What it does: Scheduled pipeline executes Nmap, parses results, and fails if new ports appear against baseline. When to use it: Every deployment to network-adjacent infrastructure, or nightly for static environments. Risks: Pipeline failures from network jitter cause alert fatigue; implement retry with backoff and threshold-based alerting (e.g., 3 consecutive deltas). Expected output: CI job log with parsed new ports, or green pass if baseline matches.

The parser should emit exit code 2 on drift, exit code 0 on match, and exit code 1 on scan failure—standard Nagios conventions that most CI systems and monitoring hooks understand natively.

Visualization and Third-Party Integration

Zenmap's topology view is adequate for single-network comprehension but does not scale past a few hundred hosts.
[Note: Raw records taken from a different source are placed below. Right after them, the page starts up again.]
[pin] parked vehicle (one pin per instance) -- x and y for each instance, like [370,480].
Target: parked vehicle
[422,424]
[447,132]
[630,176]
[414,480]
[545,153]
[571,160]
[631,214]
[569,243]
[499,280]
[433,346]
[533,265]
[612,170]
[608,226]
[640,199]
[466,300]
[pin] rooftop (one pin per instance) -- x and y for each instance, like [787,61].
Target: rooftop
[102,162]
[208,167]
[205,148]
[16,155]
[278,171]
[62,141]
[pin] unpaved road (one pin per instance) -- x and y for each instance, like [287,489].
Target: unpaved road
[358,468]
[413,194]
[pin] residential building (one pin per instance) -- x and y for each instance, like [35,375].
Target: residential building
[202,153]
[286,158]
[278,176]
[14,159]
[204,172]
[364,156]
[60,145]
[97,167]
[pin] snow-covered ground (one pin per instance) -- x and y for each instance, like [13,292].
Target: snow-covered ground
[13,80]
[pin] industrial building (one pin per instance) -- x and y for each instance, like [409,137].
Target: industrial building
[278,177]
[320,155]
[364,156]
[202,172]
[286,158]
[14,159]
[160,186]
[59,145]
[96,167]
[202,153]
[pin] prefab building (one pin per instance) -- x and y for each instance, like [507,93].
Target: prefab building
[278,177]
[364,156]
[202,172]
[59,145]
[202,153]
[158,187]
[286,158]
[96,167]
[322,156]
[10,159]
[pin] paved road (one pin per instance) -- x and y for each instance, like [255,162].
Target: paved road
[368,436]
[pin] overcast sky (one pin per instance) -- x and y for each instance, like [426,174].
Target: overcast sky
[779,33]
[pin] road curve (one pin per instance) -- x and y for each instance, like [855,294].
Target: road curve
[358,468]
For operational dashboards, export to:

Tool	Role	Integration path
Faraday	Collaborative pentest workspace	Upload XML via API; correlates with exploit findings
Dradis	Report generation	Import XML as evidence; templates for executive summaries
Grafana	Time-series dashboards	PostgreSQL backend with port-exposure queries
nmap-vulners	Vulnerability context	`--script nmap-vulners` enriches port data with CVE references at scan time

# Lab: Enrich scan with vulners script for immediate triage context
nmap -sV --script nmap-vulners -p 22,80,443 -oX vuln-enriched.xml 192.0.2.0/24

What it does: Queries Vulners API for CVEs associated with detected service versions. When to use it: Prioritization of exposed services; never as sole vulnerability assessment. Risks: Version detection is probabilistic; false positives on backported patches common in enterprise Linux. Expected output: CVE list appended to each port's script output in XML.
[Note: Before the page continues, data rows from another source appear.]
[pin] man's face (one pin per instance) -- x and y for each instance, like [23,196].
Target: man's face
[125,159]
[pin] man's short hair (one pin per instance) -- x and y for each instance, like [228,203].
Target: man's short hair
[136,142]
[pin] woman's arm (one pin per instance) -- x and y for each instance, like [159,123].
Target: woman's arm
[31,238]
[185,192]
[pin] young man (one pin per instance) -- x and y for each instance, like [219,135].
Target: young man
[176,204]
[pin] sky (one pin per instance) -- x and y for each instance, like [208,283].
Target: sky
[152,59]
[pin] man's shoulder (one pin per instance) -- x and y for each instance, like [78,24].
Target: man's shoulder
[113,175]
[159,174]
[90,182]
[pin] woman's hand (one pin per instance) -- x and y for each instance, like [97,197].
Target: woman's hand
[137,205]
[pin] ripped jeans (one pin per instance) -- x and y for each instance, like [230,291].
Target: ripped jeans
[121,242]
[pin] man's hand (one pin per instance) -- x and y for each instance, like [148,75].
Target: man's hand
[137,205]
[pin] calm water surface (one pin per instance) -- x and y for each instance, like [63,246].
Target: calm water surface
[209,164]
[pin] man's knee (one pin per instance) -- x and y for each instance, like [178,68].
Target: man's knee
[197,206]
RustScan as Acceleration Layer

For initial host discovery across large estates, RustScan's masscan-inspired speed with Nmap fallback improves pipeline throughput. It is not a replacement—service detection and scripting require Nmap proper—but it collapses the discovery phase from hours to minutes.

# Lab: RustScan for port discovery, Nmap for deep inspection
rustscan -a 192.0.2.0/24 --range 1-65535 --scan-order random \
  -- -sV -sC -oX deep.xml

The -- passes remaining arguments to Nmap. Production requires rate limiting: RustScan defaults are aggressive and will overwhelm stateful firewalls or trigger IDS thresholds.
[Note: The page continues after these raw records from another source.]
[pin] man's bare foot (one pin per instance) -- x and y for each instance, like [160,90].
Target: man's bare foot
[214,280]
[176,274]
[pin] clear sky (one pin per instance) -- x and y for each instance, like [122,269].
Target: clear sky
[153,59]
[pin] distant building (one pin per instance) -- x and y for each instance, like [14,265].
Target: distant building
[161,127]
Data Retention for Sensitive Topology Archives

Scan archives contain a complete network map—IP addressing, live hosts, service versions, OS guesses. Treat them as confidential at the sensitivity tier of your network documentation, not merely log data.

Practical policy elements:

Retention: 90 days online in PostgreSQL, 1-3 years compressed XML in object storage, then cryptographically shredded. Legal hold suspends deletion.
Access: Service account only for parser; human access requires break-glass with ticket reference logged.
Encryption: XML at rest (AES-256-GCM via S3 or filesystem encryption); TLS 1.3 for parser-to-database transport.
Geographic: Store in same jurisdiction as network; cross-border transfer of infrastructure maps may violate data residency or trigger export control review.

Hard-won insight: A port marked filtered is not a clean result—it is an unanswered question. Many operators archive only open ports and miss the security-relevant signal of firewall rule changes. Store filtered and closed states; the delta from filtered to open without a change ticket is often your earliest intrusion indicator.